I've never actually left, so I can't have come back, so to speak. What keeps me coming back are the interactions. This is my creative online space, my place to forget about my real life stress, or write about them to relieve the pressure, and my location for talking about sex and living vicariously. I've been here a long time. I've seen many friends come and go and I've seen many old favourite threads slowly fade away into obscurity, but there are always new topics to explore and new people to meet, so it's about balancing the safety of the known with the risk of the new. Also, somebody has to keep the old, original UK Playground thread alive by posting in it now and again.
 
Yes, another one that keeps coming back. It usually starts cause I'm reading a good story on Lit and then can't resist the urge to see who's online and see if anyone fun to chat with or conversation to join in.

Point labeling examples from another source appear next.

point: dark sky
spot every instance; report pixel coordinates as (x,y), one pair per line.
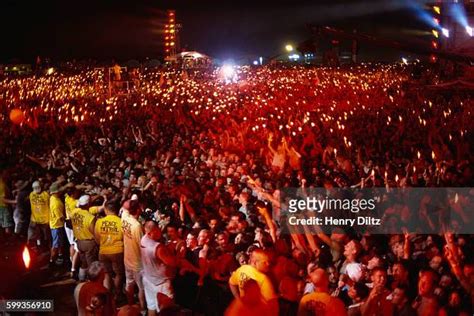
(224,29)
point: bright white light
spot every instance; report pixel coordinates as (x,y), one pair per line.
(228,71)
(445,32)
(469,30)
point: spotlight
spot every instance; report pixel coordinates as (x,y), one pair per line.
(445,32)
(469,30)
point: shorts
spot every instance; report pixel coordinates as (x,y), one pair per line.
(57,237)
(70,237)
(87,252)
(152,290)
(134,277)
(6,218)
(40,232)
(113,263)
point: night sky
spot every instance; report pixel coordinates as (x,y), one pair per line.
(223,29)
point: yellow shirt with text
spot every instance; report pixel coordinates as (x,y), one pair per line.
(39,207)
(108,231)
(81,223)
(56,216)
(70,203)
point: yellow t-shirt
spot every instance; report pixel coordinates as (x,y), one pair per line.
(94,210)
(246,272)
(70,204)
(39,207)
(56,217)
(320,303)
(109,232)
(81,222)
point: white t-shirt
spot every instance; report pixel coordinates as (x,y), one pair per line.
(132,234)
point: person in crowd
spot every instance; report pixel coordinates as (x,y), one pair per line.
(56,223)
(91,297)
(39,232)
(401,302)
(83,224)
(109,237)
(320,302)
(132,235)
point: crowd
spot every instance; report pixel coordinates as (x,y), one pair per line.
(173,193)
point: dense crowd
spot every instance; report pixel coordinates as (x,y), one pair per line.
(174,191)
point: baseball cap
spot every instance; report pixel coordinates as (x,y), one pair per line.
(54,188)
(84,200)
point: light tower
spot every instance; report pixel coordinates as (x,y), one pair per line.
(170,35)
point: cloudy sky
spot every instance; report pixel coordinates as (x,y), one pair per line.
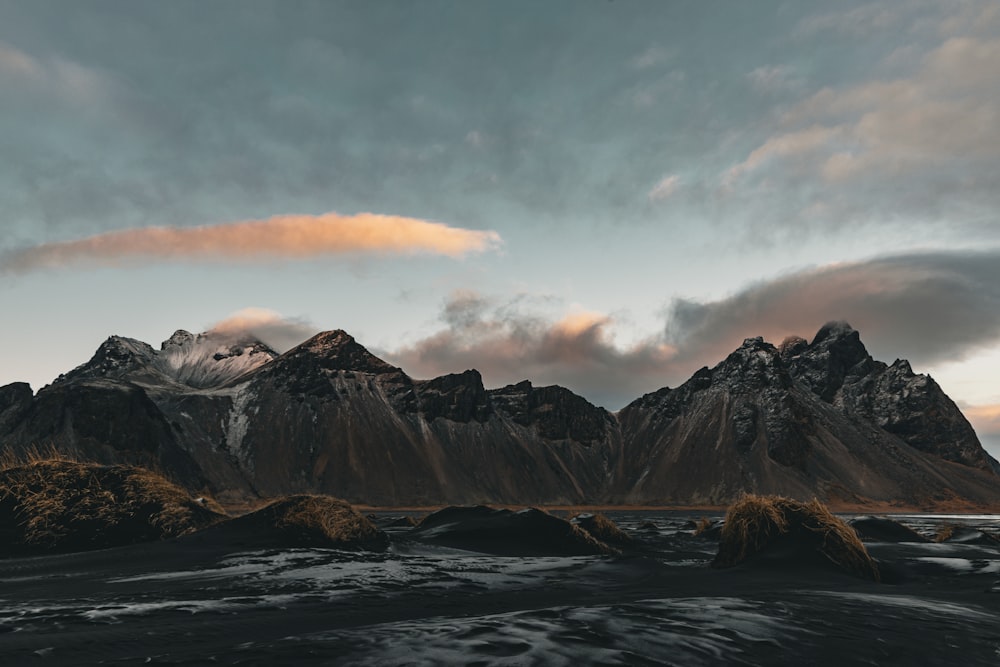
(605,195)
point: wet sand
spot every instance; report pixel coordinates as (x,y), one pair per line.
(195,602)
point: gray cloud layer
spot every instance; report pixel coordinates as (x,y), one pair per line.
(927,308)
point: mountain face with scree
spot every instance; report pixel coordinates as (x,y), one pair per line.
(229,415)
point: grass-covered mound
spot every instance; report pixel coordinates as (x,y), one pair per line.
(602,528)
(306,521)
(60,506)
(759,526)
(528,532)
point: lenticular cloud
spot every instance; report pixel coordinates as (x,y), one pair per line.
(280,237)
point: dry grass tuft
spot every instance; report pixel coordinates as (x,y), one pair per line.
(61,505)
(322,521)
(10,458)
(754,523)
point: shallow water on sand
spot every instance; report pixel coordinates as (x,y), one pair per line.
(423,604)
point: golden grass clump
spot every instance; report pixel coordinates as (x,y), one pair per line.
(312,520)
(756,523)
(61,505)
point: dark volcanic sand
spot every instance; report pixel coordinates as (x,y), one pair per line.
(419,604)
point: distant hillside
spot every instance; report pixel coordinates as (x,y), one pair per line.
(805,419)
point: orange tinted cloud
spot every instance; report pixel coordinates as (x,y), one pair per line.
(280,237)
(984,418)
(281,333)
(507,344)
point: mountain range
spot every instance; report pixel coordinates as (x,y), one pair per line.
(228,415)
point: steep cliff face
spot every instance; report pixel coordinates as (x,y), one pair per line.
(359,427)
(837,367)
(818,418)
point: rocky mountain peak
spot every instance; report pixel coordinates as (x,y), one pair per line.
(458,397)
(755,365)
(116,357)
(179,338)
(836,355)
(555,412)
(338,350)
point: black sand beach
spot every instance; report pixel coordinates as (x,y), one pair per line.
(419,603)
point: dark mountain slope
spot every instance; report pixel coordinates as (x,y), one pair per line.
(809,419)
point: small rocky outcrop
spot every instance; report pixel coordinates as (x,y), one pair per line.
(528,532)
(603,529)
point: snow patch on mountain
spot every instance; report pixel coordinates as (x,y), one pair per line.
(210,359)
(237,425)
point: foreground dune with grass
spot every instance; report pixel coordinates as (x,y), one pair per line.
(758,527)
(59,505)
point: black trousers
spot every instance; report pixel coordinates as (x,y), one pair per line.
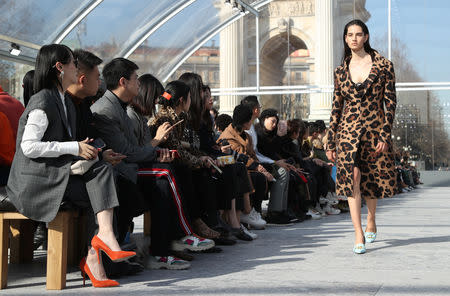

Sometimes, I go a couple days away and sometimes, I'm gone half a year. But, it's always the erotica stories that I love to hear.
 
I come back occasionally because I've had some really good connections on here; counterintuitive to the point of the website, but most of them have been quite platonic connections, with perhaps some flirtation back and forth, but rarely have the connections I've found truly rewarding gotten into truly explicit territory. Its not that I object to that, of course- I did deliberately come to LitEROTICA, after all. It's just been my experience that most of the people whom have offered the deepest and most engrossing conversations lead us to simply become distracted by that side of things, so the sexy side gets a bit left behind in the midst of connecting over other mutual interests.